Il panorama filosofico italiano (e non solo esso) sembra essere caratterizzato in questi ultimi anni da una vera e propria rinascita dell’ontologia, cioè dalla restituzione di legittimità alle indagini che non si limitano a riflettere sul linguaggio o le modalità di conoscenza – le quali danno per scontato il fatto che “non esistono fatti, ma solo interpretazioni”, cioè che la realtà extra-linguistica ed extra-mentale è inattingibile –, per riproporre la necessità di parlare delle cose. Lasciata alle spalle la noiosa (e falsa) alternativa “analitici o continentali”, si è intrapresa una ricerca intorno all’essere, destituito di ogni aura profetica di sapore heideggeriano, perché essere-delle-cose, per riformulare domande quali: che cos’è una singola cosa? cosa significa fare esperienza? Domande che appaiono inutili, perché le risposte sembrano scontate, e che invece sono le domande fondamentali della filosofia, perché impongono un ripensamento radicale del senso comune, dando luogo a soluzioni impreviste e feconde nelle applicazioni.

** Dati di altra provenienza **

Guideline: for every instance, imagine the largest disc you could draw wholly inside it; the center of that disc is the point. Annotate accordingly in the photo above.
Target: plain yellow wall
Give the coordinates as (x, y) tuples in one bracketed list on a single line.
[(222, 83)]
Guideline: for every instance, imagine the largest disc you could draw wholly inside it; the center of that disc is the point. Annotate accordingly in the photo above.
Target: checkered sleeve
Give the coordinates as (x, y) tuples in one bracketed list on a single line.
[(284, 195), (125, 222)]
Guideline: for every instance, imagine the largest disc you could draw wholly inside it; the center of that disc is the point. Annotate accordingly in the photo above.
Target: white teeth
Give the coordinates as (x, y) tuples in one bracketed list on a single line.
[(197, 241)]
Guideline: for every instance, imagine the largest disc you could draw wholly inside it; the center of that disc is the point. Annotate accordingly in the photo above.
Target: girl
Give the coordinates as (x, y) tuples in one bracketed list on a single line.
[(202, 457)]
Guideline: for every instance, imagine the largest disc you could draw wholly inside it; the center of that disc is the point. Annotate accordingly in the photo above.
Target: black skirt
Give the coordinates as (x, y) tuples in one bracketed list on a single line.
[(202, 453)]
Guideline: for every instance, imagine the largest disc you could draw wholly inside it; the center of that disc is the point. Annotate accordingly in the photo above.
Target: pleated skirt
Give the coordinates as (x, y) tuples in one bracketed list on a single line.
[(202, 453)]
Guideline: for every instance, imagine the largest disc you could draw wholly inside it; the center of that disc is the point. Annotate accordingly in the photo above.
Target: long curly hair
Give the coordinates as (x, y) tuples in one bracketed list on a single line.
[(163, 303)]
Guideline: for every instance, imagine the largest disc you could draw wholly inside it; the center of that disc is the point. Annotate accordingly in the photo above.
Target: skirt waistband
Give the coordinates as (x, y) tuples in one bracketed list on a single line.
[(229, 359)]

Il breve ma denso libro di Guido Traversa si iscrive in questo mutato panorama. Come indica lo stesso titolo, nell’indagine si intrecciano due distinte istanze: da un lato la ricerca ontologica sulla “cosa”, sui “fili” di cui è intessuta ogni singola cosa (ente naturale o evento storico o atto umano), ricerca che si articola su diversi piani con un grado crescente di complessità dovuto all’oggetto stesso indagato; dall’altro una meditazione sull’esperienza umana, che conduce dall’indagine onto-logica al riconoscimento del valore spirituale di ogni esperienza. È l’intreccio di queste due istanze a dare il tono al libro, che, pur volendo essere “un libro di filosofia”, con i suoi tecnicismi e l’aridità loro connessa – anzi, va detto che una delle caratteristiche del pensiero di Traversa è quella di utilizzare un vocabolario decisamente classico, con il recupero addirittura di alcune locuzioni tomiste –, è insieme anche una riflessione personale, teoreticamente stilizzata, sul proprio itinerario esistenziale, che si condensa in alcune massime dal sapore quasi sapienziale (mi riferisco in particolare alle Nove tesi di antropologia filosofica).

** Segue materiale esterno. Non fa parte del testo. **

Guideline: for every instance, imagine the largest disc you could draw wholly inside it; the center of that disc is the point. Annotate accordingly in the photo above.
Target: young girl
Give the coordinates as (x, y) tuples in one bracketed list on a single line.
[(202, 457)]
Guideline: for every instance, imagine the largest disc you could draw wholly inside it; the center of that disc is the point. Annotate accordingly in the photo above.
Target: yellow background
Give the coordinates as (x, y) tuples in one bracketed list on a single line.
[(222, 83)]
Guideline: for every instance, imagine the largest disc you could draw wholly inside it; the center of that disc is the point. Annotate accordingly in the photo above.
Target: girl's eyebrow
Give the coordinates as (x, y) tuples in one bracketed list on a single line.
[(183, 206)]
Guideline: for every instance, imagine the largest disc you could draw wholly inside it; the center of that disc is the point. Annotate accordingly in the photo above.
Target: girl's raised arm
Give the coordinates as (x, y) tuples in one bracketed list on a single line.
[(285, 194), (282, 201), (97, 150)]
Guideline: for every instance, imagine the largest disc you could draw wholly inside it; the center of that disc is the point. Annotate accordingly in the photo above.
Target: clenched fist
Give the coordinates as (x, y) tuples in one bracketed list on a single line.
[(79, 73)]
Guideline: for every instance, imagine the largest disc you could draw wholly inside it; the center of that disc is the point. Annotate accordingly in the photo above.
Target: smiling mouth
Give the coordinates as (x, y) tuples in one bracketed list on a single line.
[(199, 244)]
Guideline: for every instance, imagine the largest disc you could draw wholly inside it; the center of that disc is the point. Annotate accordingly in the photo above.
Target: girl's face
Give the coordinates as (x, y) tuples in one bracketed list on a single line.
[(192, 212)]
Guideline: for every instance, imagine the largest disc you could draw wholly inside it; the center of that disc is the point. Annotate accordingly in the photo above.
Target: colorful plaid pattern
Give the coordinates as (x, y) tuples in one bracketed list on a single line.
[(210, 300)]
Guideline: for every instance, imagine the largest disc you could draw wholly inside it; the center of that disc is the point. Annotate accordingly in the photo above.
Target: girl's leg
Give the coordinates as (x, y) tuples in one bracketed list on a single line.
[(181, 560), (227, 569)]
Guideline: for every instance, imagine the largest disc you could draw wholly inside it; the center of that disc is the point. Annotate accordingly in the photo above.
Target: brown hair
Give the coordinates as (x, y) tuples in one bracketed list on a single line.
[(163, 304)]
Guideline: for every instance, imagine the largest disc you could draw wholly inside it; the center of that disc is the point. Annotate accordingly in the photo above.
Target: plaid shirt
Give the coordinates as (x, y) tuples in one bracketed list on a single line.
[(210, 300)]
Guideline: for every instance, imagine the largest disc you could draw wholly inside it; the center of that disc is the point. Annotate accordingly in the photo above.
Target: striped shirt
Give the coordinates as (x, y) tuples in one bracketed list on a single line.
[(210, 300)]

Dunque: che cos’è una cosa? Se noi pensiamo una singola cosa, non possiamo pensarla come una pura identità, le cui diverse caratteristiche appartengono necessariamente ad essa, tanto che potrebbero essere analiticamente dedotte dalla sua definizione, perché in questo caso tutti quegli enti che possono essere identicamente definiti sarebbero tra loro indistinguibili: se Socrate, Callia e Simmia sono uomini, allora Socrate, Callia e Simmia sono identici tra loro, perché identicamente uomini. Ma noi li distinguiamo: perché? Perché essi si differenziano tra loro per delle caratteristiche che possono essere dette, in senso ampio, “accidentali”, in quanto “accadono” agli enti senza che le loro caratteristiche essenziali (e quindi comuni) vengano meno. Fin qui, si dirà, nulla di nuovo: si tratta in sostanza della lezione della filosofia classica antica. L’originalità (e la difficoltà) della indagine di Traversa sta nel tracciare le linee di una metafisica, cioè di un’ontologia fondamentale (da distinguersi dall’ontologia applicata, cioè dall’indagine su singoli campi dell’essere), non delle essenze, del tratto comune e identitario degli enti, ma degli “accidenti”, cioè di ciò che accade agli enti e li fa tra loro diversi e in se stessi delle unità non monolitiche, plurali e articolate (delle “identità in sé distinte”). Insomma: la singola cosa è quello che è non solo per ciò che le è essenziale (per Socrate, che è uomo, il suo essere un vivente dotato di razionalità), ma altrettanto per ciò che le accade di essere (la propensione di Socrate ad essere filosofo, la proprietà di essere maschio, libero, ateniese, ma anche aspetti del tutto casuali, accidentali in senso proprio, come l’ essere camuso, calvo, marito di Santippe ecc.), cioè le condizioni della sua concreta esistenza. Dalla prima alla seconda c’è uno scarto, che rende indeducibile l’esistenza dall’essenza. Facendo un passo innanzi si potrebbe dire: la singola cosa è quello che è divenuta, la sua “identità in sé distinta” è un’identità che non è già da sempre così, ma che si è fatta così.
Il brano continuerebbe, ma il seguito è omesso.